PDA

View Full Version : Good Test for Viability of ASCII in Latin Languages


Rubber Duck
24th February 2008, 03:36 PM
Simple. Just look to see how the dictionary is divided up.

If you dictionary is categorised into 26 letters, then the accents are probably not that essential.

If you get hold of a dictionary and the words are catalogued, not only according to the 26 ASCII letters, but also according to what we might categorise as accents, then then there is a real problem. In Czech, this categorisation ignores the accents that give long vowels, but many of the others are counted as being entirely separate letters. One Letter is written CH. We might treat that as two but to them it is still only one and it comes between H and I in the dictionary. OK, that alone would not justify IDN, but it does clearly indicate how they do not recognise the concept of a 26 Letter Alphabet.

So how many Non 26 Letter Alphabets can we identify that would justify IDN?

French is out. As far as I know they categorise same as English.

Czech is definitely not a 26 Letter Alphabet. Any more?

mdw
24th February 2008, 03:48 PM
Test might be applicable to Vietnamese too, although not actually latin it is derived from French. I wish I had a Vietnamese dictionary handy...

jacksonm
24th February 2008, 04:04 PM
Simple. Just look to see how the dictionary is divided up.

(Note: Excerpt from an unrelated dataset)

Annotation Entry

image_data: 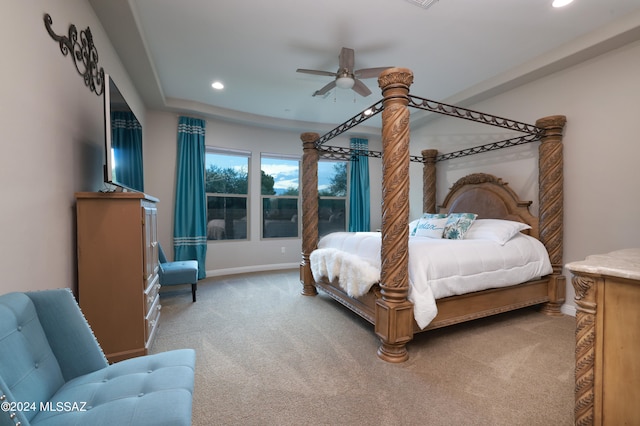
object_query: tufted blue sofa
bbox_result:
[0,289,195,426]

If you dictionary is categorised into 26 letters, then the accents are probably not that essential.

If you get hold of a dictionary and the words are catalogued, not only according to the 26 ASCII letters, but also according to what we might categorise as accents, then then there is a real problem. In Czech, this categorisation ignores the accents that give long vowels, but many of the others are counted as being entirely separate letters. One Letter is written CH. We might treat that as two but to them it is still only one and it comes between H and I in the dictionary. OK, that alone would not justify IDN, but it does clearly indicate how they do not recognise the concept of a 26 Letter Alphabet.

So how many Non 26 Letter Alphabets can we identify that would justify IDN?

French is out. As far as I know they categorise same as English.

Czech is definitely not a 26 Letter Alphabet. Any more?


In Finnish, there are 28 letters: A-Z, Ä, and Ö. You never see Ä and Ö spelled as "ae" or "oe" like you sometimes do with German. Both Ä and Ö have their own keys on the keyboard. Using O instead of Ö (or A instead of Ä) is a serious mistake, as another word can actually exist with the other spelling.

In German, there are 30 letters: A-Z, Ä, Ö, Ü, and (ß). You infrequently see Ä, Ö, or Û typed as "ae", "oe", or "ue" - mainly when somebody doesn't have the right keyboard available. You will never see Ä/Ö/Û typed as A/O/U because in many cases the diacritics actually distinguish between the singular and plural version of the word. Example "stadt" (city), "städte" (cities). ß just means "ss", and is not used in all cases of "ss" - it's even quite acceptable to not use it at all, although it is preferred for some words.

Both Finnish and German justify IDN, as does any language which uses umlauts.

.

Absalon
24th February 2008, 04:08 PM
Simple. Just look to see how the dictionary is divided up.


So how many Non 26 Letter Alphabets can we identify that would justify IDN?


Czech is definitely not a 26 Letter Alphabet. Any more?



The Swedish/Finnish alphabet has 29 letters. As does the Danish/Norwegian (a few letters differ from the Swedish).

The Icelandic has 32! :o

jacksonm
24th February 2008, 04:17 PM
The Swedish/Finnish alphabet has 29 letters.

Å is not a Finnish letter, Nils! :-)

.

Rubber Duck
24th February 2008, 04:19 PM
In Finnish, there are 28 letters: A-Z, Ä, and Ö. You never see Ä and Ö spelled as "ae" or "oe" like you sometimes do with German. Both Ä and Ö have their own keys on the keyboard. Using O instead of Ö (or A instead of Ä) is a serious mistake, as another word can actually exist with the other spelling.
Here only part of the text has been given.